Dr. Trochimczyk holds a Ph.D. from McGill University in Montreal for her dissertation (written as Maria Anna Harley), Space and Spatialization in Contemporary Music: History and Analysis, Ideas and Implementations (1994). She also received two M.A. degrees, from the University of Warsaw and Chopin University of Music in Warsaw, Poland. She served as Director of Polish Music Center for eight years and presented her research at over 90 national and international conferences, in Poland, France, Germany, Hungary, U.K., Canada, Australia and the U.S. She received awards and fellowships from the American Council of Learned Societies, Social Sciences and Humanities Research Council of Canada, University of Southern California, McGill University, MPE Fraternity, Polish American Historical Association (Swastek Award, Creative Arts Prize, and Distinguished Service Prize), City and County of Los Angeles, and Poland’s Ministry of Culture (medal for the promotion of Polish culture abroad).
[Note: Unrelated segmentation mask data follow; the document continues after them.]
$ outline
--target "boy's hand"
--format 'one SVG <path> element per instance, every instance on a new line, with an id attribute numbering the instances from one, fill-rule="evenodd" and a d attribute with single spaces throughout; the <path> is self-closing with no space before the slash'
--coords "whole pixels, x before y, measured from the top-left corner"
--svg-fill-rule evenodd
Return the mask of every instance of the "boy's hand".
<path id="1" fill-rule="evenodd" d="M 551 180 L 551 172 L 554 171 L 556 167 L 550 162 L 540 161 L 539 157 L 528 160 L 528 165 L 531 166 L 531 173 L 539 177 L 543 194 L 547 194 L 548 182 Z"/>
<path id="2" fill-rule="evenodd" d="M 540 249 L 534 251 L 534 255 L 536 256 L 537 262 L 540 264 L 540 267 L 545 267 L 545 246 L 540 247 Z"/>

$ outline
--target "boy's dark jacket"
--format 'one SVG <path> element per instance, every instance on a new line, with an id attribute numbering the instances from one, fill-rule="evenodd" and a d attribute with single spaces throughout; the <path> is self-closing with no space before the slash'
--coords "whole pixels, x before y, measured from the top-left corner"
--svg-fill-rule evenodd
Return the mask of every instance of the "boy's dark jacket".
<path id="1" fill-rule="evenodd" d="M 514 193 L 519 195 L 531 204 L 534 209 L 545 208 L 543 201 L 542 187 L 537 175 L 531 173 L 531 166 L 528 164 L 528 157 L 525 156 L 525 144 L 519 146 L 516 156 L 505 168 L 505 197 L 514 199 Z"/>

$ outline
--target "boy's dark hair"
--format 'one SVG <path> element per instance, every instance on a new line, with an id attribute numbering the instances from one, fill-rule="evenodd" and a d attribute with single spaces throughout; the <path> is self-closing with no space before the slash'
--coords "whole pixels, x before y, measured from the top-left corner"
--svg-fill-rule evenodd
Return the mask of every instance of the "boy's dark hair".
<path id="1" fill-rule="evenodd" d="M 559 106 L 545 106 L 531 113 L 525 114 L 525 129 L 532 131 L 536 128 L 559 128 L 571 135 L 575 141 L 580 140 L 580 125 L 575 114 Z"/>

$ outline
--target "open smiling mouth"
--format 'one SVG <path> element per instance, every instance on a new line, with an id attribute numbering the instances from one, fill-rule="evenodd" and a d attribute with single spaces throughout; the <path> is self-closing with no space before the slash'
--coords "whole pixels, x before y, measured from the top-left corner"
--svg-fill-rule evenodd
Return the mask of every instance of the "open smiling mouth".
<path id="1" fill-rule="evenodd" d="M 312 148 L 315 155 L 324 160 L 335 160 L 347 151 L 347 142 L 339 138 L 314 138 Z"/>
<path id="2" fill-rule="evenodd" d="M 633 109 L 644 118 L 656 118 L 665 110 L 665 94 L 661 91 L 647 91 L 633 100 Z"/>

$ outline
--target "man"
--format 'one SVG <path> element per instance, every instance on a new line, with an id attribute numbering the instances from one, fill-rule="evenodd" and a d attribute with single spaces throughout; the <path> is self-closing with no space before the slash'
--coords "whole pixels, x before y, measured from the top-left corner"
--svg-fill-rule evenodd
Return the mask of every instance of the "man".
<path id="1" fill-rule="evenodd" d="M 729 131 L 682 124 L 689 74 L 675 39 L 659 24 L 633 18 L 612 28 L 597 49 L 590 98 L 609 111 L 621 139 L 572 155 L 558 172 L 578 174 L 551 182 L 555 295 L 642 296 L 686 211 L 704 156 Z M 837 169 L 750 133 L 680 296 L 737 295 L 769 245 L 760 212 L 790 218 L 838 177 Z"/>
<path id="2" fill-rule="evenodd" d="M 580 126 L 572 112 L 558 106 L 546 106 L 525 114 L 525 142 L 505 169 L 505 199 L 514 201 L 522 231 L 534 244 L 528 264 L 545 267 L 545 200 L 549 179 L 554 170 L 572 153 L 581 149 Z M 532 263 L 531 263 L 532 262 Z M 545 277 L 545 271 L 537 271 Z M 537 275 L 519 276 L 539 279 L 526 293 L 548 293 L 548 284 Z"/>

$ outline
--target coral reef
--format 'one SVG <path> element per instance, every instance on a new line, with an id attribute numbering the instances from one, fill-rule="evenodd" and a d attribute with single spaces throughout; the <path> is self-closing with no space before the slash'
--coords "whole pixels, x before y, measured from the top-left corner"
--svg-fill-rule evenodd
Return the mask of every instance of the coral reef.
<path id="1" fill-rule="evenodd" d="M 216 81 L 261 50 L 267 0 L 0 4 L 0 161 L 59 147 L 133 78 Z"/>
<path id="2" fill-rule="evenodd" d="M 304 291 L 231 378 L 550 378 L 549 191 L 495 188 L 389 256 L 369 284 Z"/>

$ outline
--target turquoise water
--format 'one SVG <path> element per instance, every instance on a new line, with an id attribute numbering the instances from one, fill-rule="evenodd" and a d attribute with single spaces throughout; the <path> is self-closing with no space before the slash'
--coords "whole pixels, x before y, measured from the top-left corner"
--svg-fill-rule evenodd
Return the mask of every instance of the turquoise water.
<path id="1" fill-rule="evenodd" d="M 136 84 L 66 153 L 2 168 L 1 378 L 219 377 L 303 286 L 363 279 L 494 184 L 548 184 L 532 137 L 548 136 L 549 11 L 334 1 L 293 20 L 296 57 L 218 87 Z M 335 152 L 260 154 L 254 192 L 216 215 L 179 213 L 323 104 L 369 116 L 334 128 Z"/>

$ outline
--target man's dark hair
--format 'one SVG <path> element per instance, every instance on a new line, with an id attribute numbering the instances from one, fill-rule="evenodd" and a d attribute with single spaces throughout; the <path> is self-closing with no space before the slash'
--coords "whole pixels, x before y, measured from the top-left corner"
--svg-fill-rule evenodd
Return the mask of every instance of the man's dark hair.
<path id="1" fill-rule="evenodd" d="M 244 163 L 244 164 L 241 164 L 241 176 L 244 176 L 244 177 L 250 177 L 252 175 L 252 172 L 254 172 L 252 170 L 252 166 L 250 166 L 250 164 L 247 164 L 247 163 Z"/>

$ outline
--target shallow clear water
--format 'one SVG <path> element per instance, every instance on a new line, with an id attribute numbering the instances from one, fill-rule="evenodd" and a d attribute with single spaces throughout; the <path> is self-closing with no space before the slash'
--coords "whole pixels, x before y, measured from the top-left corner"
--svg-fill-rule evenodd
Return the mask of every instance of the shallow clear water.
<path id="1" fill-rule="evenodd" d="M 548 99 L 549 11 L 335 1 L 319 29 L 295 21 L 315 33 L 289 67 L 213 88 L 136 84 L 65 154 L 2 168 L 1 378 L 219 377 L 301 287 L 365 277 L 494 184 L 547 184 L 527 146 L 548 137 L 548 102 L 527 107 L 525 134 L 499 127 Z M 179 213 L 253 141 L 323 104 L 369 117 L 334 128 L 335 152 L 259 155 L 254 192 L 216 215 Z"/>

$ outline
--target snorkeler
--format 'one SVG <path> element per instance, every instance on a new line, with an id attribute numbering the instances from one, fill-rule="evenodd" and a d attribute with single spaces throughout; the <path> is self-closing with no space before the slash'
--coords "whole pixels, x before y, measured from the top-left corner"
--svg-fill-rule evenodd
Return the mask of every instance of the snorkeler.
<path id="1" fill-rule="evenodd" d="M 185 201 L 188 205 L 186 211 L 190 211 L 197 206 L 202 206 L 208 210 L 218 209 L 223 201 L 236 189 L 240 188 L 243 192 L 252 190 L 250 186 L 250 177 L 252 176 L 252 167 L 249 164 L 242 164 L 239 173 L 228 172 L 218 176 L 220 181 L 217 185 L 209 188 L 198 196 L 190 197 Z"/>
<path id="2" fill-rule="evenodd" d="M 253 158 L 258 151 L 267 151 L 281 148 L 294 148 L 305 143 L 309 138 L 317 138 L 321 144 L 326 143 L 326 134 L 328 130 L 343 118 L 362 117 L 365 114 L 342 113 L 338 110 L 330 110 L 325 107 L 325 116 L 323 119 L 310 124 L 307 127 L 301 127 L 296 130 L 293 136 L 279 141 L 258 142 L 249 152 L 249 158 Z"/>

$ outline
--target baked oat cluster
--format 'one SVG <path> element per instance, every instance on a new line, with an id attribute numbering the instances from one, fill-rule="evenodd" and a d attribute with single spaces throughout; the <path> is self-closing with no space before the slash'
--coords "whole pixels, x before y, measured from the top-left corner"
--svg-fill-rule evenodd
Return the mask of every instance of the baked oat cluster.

The founder of Moonrise Press, Trochimczyk has served as President of Helena Modjeska Art & Culture Club (in 2010-2012 ad since 2018). She is also the President of California State Poetry Society and Managing Editor of the California Quarterly (2019–) and Vice President for Public Relations of Polish American Congress of Southern California (2022–). She previously served as Secretary and Communications Director for the Polish American Historical Association (2010-2020) and Poet-Laureate of Sunland-Tujunga, her California home. Since 2007, she has worked for Phoenix Houses of California as Senior Director of Planning and Development; a senior management position that also enabled her to volunteer for so many cultural causes.